Eventually, he ended up admitted to JPS Hospital with pneumonia where he was treated in isolation for five days still unsure whether he’d contracted the novel virus.
It wasn’t until he was back home on the mend that he finally learned after 16 days he’d been positive for COVID-19.
“If I had not really been the type of conscientious person that I am, I could’ve been a weapon of mass destruction by myself. I could’ve infected so many people because nobody could confirm for me that I had coronavirus,” said Horn.
Austin Stewart said he had a similar thought after waiting 13 days for results after getting tested at Texas Health Presbyterian Plano.
He chose to get tested after becoming feverish and lethargic following a trip to Washington state.

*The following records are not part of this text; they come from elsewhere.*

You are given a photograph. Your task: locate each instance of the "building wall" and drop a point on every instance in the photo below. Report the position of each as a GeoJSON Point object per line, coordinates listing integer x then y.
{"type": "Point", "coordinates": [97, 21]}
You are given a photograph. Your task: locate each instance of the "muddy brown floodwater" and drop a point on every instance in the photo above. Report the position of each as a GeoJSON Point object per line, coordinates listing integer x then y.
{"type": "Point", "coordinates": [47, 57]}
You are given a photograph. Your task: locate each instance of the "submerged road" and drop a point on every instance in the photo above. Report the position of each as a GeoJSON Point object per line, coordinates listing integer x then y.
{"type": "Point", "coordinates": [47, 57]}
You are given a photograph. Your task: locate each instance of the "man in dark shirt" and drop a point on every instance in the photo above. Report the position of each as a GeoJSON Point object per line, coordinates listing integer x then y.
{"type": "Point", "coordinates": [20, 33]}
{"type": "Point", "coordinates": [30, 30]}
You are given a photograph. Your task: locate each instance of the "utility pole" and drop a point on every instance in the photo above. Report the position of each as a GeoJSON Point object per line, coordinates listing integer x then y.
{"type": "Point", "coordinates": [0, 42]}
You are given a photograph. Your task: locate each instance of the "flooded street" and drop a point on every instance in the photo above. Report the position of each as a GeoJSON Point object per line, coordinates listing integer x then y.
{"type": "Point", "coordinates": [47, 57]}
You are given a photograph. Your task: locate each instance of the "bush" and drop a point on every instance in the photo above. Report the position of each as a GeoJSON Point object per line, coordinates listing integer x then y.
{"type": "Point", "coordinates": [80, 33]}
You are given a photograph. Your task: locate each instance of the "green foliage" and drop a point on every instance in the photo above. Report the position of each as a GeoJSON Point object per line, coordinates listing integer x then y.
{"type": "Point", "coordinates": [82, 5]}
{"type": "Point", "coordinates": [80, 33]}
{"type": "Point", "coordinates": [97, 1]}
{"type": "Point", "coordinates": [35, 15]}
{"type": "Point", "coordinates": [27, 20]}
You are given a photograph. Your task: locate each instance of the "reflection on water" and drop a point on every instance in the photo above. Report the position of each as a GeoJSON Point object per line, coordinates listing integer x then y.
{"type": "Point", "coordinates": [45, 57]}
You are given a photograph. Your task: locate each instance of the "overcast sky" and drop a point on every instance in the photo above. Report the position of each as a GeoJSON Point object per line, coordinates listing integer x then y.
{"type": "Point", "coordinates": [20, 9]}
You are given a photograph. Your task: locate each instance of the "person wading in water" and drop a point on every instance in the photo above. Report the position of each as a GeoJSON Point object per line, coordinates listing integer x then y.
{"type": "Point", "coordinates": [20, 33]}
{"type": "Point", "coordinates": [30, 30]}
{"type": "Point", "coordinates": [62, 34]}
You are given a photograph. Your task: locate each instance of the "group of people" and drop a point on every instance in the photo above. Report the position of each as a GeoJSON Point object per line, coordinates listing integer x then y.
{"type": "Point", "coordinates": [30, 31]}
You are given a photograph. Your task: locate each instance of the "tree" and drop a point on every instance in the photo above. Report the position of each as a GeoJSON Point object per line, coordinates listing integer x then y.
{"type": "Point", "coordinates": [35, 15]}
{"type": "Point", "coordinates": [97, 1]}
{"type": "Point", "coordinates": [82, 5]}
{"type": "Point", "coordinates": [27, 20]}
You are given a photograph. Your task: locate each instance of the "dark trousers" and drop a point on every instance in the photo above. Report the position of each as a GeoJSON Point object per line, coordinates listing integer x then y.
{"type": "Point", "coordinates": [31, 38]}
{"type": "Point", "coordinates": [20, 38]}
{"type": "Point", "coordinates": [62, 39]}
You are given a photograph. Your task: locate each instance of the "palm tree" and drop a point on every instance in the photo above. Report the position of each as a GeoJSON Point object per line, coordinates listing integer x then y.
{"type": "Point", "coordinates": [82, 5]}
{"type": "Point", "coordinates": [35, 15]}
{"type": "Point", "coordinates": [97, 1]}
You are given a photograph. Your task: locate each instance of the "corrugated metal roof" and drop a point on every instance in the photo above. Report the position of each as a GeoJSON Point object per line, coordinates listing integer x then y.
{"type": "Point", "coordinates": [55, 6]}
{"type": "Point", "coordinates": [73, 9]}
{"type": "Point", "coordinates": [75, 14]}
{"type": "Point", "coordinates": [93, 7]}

“They sent me home and they said, ‘Go straight home and stay inside your house, because you may or may not have it. Don’t have any contact with the outside world for 14 days,” said Austin Stewart.
He was just one day out from the end of that quarantine when he finally learned his test results were negative.

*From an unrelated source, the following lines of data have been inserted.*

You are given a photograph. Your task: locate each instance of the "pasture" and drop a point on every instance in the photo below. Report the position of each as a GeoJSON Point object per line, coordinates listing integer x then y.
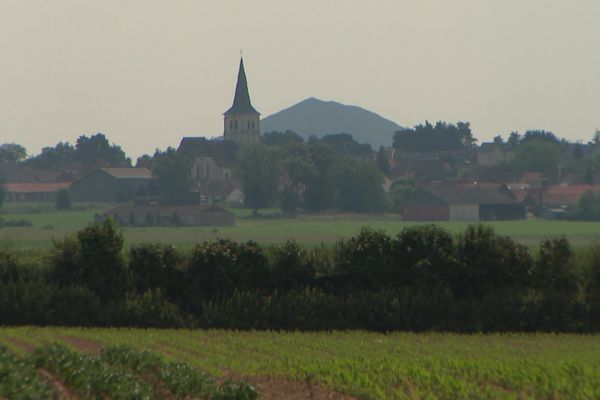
{"type": "Point", "coordinates": [360, 364]}
{"type": "Point", "coordinates": [310, 230]}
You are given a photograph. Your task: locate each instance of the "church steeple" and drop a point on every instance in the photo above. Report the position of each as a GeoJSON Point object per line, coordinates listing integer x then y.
{"type": "Point", "coordinates": [242, 120]}
{"type": "Point", "coordinates": [241, 100]}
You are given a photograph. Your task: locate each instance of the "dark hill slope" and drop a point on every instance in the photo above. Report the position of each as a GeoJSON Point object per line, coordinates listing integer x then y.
{"type": "Point", "coordinates": [316, 117]}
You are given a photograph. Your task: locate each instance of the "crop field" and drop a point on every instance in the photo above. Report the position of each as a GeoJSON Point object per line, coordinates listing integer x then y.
{"type": "Point", "coordinates": [354, 364]}
{"type": "Point", "coordinates": [308, 230]}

“It was almost tempting to leave the quarantine and just think, ‘Do I even really have this virus?’ You know, I didn’t, but it felt like I didn’t have direction and that ambiguity made it hard to trust what the next steps would be,” said Stewart.
Thursday, Dallas County said average wait times from tests done at its two sites are currently seven to 10 days due to backlogs at federal labs.
This week, both Labcorp and Quest Diagnostics announced they were increasing their capacity to bring average wait times down to 4 or 5 days.
But when Sarah Render got tested at a drive-thru site in Lewisville Thursday morning, she was handed paperwork in which the anticipated seven day wait time had been scratched out and changed to 14 days.
“I’m stuck at home not being able to go anywhere for my own health and others, but I have to rely on parents that are in their 60s to go pick up my prescriptions from the pharmacy for me,” said Horn.
As she waits to learn whether her symptoms are anything more than the flu, she wonders if the risk her parents are taking to help her is unnecessary.